(Pseudonym of Rokhl Bernshteyn; 1869–1942), Yiddish poet and writer. Virtually forgotten today, Yehudis is notable for her bold poems, several dramatic pieces, short stories, fragments of a novel, translations from Russian, and a memoir of her youth. Born into a well-to-do merchant family in Minsk, Bernshteyn was educated by private tutors and began working in her parents’ shop at age 12. Her subsequent exposure to the socialist movement, and through it to Russian culture, led her to read widely on her own. She and her husband, Shmuel Bernshteyn (whose family name was the same as hers), a leading Jewish intellectual in Minsk, hosted authors whose involvement in the new Yiddish literature inspired her to write.
Yehudis first published a chapter from her childhood memoirs, “A vinter-shabes” (A Winter Sabbath), in Saint Petersburg’s Fraynt (1907).
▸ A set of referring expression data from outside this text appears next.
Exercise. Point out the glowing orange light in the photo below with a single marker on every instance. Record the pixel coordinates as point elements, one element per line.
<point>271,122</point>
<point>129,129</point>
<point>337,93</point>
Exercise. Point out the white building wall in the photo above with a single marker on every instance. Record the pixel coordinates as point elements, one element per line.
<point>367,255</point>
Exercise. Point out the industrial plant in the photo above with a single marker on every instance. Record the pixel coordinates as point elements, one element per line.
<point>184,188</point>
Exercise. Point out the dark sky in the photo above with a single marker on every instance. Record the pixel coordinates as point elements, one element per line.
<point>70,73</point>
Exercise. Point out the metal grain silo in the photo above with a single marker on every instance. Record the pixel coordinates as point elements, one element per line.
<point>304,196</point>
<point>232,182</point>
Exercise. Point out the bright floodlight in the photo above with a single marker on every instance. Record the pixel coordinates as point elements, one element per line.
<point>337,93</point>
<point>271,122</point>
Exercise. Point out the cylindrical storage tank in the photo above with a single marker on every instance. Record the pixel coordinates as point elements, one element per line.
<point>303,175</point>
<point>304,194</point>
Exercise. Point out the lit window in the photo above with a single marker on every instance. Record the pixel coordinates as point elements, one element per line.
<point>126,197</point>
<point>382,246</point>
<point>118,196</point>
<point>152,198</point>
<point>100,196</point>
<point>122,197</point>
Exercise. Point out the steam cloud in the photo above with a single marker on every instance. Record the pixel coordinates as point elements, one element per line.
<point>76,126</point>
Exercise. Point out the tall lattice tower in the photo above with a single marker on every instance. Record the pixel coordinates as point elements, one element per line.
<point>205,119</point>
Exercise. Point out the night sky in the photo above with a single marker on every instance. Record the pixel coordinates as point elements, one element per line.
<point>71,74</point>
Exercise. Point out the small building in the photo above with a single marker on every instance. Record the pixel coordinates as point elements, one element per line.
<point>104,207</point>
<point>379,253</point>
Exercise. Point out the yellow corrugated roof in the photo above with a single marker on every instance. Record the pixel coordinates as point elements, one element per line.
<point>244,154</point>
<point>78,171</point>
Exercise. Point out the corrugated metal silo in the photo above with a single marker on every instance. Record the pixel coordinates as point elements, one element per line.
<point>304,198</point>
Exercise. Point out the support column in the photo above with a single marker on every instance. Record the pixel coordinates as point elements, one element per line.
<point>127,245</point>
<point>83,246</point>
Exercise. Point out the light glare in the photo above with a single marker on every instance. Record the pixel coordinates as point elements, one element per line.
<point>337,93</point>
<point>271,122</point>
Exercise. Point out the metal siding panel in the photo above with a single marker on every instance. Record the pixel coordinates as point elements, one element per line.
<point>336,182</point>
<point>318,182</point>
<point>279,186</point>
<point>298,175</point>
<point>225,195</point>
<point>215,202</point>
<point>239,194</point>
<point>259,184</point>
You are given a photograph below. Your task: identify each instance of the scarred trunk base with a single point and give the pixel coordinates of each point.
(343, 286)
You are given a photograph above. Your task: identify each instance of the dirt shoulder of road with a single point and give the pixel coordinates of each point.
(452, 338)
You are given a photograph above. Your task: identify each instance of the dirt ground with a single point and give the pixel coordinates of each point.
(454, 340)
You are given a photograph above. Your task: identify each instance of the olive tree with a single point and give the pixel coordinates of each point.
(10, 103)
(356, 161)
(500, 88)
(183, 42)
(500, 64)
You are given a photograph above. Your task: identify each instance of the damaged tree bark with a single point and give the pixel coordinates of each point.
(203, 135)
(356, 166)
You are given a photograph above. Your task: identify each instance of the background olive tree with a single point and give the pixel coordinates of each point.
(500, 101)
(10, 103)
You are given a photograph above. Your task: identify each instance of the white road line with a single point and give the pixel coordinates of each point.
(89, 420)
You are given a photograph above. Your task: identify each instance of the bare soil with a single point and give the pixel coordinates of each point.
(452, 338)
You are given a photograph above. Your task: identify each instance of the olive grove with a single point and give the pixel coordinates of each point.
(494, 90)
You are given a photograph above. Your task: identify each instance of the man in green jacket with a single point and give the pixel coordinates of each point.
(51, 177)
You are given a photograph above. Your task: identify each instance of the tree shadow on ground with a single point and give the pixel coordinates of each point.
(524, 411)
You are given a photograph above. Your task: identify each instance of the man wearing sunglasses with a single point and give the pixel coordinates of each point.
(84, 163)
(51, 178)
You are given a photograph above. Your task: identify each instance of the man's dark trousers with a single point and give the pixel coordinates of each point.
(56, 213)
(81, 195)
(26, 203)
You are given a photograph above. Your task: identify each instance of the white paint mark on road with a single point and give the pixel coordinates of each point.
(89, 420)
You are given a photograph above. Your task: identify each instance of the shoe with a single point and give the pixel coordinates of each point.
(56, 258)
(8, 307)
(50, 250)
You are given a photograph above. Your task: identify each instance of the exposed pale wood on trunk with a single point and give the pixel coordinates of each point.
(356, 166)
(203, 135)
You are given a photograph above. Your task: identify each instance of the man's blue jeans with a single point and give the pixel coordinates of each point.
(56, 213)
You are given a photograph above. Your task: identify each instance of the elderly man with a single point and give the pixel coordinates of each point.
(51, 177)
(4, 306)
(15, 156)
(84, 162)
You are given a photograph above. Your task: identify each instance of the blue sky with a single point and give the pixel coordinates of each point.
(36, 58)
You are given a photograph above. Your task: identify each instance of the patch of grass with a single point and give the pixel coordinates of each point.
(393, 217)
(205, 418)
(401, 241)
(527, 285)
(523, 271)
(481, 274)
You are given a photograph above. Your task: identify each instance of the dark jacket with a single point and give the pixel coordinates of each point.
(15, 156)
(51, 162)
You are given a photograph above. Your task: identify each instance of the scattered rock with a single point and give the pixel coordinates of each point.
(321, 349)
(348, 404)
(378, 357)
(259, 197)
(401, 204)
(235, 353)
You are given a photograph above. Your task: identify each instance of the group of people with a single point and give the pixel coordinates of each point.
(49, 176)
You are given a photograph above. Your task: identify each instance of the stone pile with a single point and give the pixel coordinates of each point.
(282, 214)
Subsequent publications included lyric poems; fragments of a novel; a one-act play, Bay der arbet (At Work), which appeared in Khayim Zhitlovski’s Dos naye lebn (The New Life; 1909); a dramatic scene, “In undzere teg” (In Our Days; published in Dos naye lebn in 1911), which expressed, according to the Leksikon fun der nayer yidisher literature, “contemporary religious moods of certain circles of the Jewish intelligentsia.” Other works appeared in 1911 in the New York annual Dos naye land (The New Land), edited by Avrom Reyzen, and the Warsaw collection Fraye teg (Free Days).
After the 1917 Russian Revolution, Yehudis published short stories, poems, and memoir chapters in the Bundist newspaper Der veker (The Alarm Clock) and in Soviet Yiddish publications. Her three-act play about the Jewish workers’ movement on the eve of the 1905 Revolution was published in Minsk in book form (1925); it included an introduction by Ber Orshanski and the lyrics and music to folk and revolutionary songs. Yehudis also published a translation of the Russian novel Golod (Hunger) by Sergei Semenov (1923).
Three of Yehudis’s poems were included by Morris Bassin in his collection Antologye: finf hundert yor yidishe poezye (Anthology: Five Hundred Years of Yiddish Poetry; 1917), and seven poems were included by Ezra Korman in his anthology of women Yiddish poets, Yidishe dikhterins: Antologye (Yiddish Women Poets: Anthology; 1928). These poems are characterized by themes of illicit passion juxtaposed with motherhood, romantic ennui, and rebellion. In a kind of ars poetica, Yehudis speaks of the poet’s work with a metaphor of the female craft of weaving. Another poem, “Tsum dikhter” (To the [Male] Poet), attacks the “cold . . . spiritless . . . weak” dreams of conventional writers. In contrast to stereotypes about the way women poets were expected to write, Yehudis presented a public as well as a private voice in her lyric poems. In June 1941 she was evacuated from Minsk to Moscow, where she died a year later.
Kathryn Hellerstein, “Canon and Gender: Women Poets in Two Modern Yiddish Anthologies,” in Women of the Word: Jewish Women and Jewish Writing, ed. Judith R. Baskin, pp. 136–152 (Detroit, 1994); Ezra Korman, Yidishe dikhterins: Antologye (Chicago, 1928), pp. 62–70, 345; “Yehudis,” in Leksikon fun der nayer yidisher literatur, vol. 4, col. 244 (New York, 1961).